Sora is finally here, but Juan Wang Keling has already "filmed" an AI movie

Sora is finally here, but Juan Wang Keling has already

Image source: generated by Unbounded AI

This time, it is the turn of the famous directors to come to terms with their lives.

The opening of the short film is quite shocking: Zhong Kui holds a ghost-slaying sword and walks through a dark forest with twisting branches.

Accompanied by a burst of fast-paced gongs and drums, hare spirits, toad spirits, and skeleton-covered dryads appeared one after another, creating a tense and terrifying atmosphere.

But after a long drink, the camera turned, and the four words "Do Not Disturb" popped up on the phone screen, with various intercepted information scrolling underneath:

Automatic accounting APP , multi-person video conference, 4 calls from unknown numbers, 183 WeChat group messages, jump links to risky websites, and a call from the big boss...

The last screen slowly displayed "During vacation" , subtitles "Don't disturb a hundred ghosts". I thought it was a Chinese fantasy film, but I didn't expect it to be a workplace complaint film.

What is even more surprising is that this 5-minute short film created by director Yu Baimei was completely produced by Keling AI.

As early as three months ago, Kuaishou Keling AI jointly launched 9 well-known directors including Li Shaohong, Jia Zhangke, Ye Jintian, Xue Xiaolu, Yu Baimei, Dong Runnian, Zhang Chiyu, Wang Zichuan, and Wang Maomao Participated in the "Keling AI Director Co-creation Project" and produced 9 AIGC short films.

Jia Zhangke, who laughs at himself for not being able to write scripts in Mandarin, used the "lip-syncing" function of Keling AI in his first AIGC short film "Wheat Harvest" to make the robot speak Shanxi Fenyang dialect.

Tim Yip, the art director of "Crouching Tiger, Hidden Dragon", used the "first and last frame" function of Keling AI to depict the adventure of an alien courier in space. Through AI technology, every frame is so realistic that it makes people feel like they are in a real space world.

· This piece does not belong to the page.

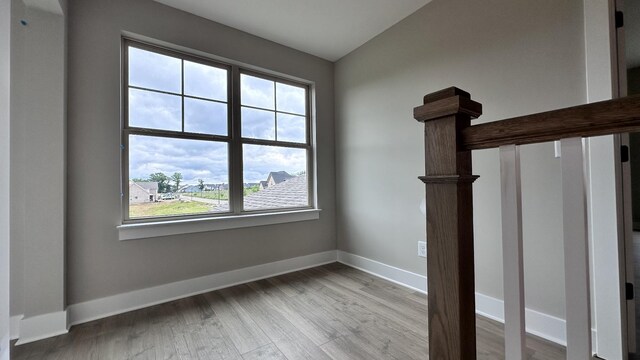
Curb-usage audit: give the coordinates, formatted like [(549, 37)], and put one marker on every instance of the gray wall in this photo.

In his work "Daisy", director Wang Zichuan started from the relationship between computers, robots and other modern technological products and people, and made extensive use of the "Tusheng Video" function of Keling AI, through repeated montage, high-speed The editing and special effects shots bring a strong audio-visual impact to the audience.

Keling AI has the most say in assisting film and television creation. Zhang Di, vice president of Kuaishou Technology and head of the large model team, said, "AI large models in the field of visual generation will develop rapidly in 2024. Since its release in June, Keling AI has allowed many users to feel its capabilities in video creation."

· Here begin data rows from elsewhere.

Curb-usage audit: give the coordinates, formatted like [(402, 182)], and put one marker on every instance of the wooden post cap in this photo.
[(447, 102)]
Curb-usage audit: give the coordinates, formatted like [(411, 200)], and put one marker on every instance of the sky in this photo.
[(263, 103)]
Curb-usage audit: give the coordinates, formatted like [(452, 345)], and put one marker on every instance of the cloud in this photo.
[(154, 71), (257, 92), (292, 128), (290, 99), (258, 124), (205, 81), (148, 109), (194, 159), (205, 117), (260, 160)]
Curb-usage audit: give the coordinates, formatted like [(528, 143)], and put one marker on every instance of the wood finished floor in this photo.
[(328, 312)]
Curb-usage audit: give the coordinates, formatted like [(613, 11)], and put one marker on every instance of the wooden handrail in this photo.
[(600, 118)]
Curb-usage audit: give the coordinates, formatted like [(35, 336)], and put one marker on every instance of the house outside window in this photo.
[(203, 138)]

This time, these 9 experimental short films all use Keling AI for video generation. This is the first time in China that a film director relies entirely on large-scale video generation models and is deeply involved in the creation of film-level content.

As the result of China’s first AIGC director co-creation plan, these 9 AIGC short films have been launched on the Kuaishou platform and have been selected by Chinese FilmMuseum permanent collection, screening and display. This is not only a tribute to the history of Chinese film, but also a bold exploration of future film creation.

How was Keling AI developed after 6 months of iteration and more than ten times?

At the beginning of this year, Sora became a fire, completely igniting the field of AI video generation.

On June 6, Kuaishou took the lead in launching the self-developed large-scale video generation model "Keling AI", becoming the world's first large-scale real image-level video generation model available to users.

Since then, Keling AI has successively launched functions such as Tusheng Video, Video Continuation, and Motion Brush. Not only have there been significant improvements in picture quality, command compliance, and motion range, but it will also generate videos. The duration has been extended by about 3 minutes, and the duration of the Vincent video generated by the creator at a time has also been increased to 10 seconds.

Despite its good results, Keling AI did not rest on its laurels, but continued to innovate non-stop.

On September 19, the Keling 1.5 model made its grand debut, directly raising the image quality, dynamic quality, aesthetic performance, motion rationality and semantic understanding to a new level.

Netizens around the world have also started to engage in crazy activities. A lot of imaginative videos have emerged on social platforms, such as Mona Lisa wearing sunglasses, panda playing guitar, Zhu Bajie eating noodles, etc.

In terms of commercialization, Keling AI is also at the forefront of the industry.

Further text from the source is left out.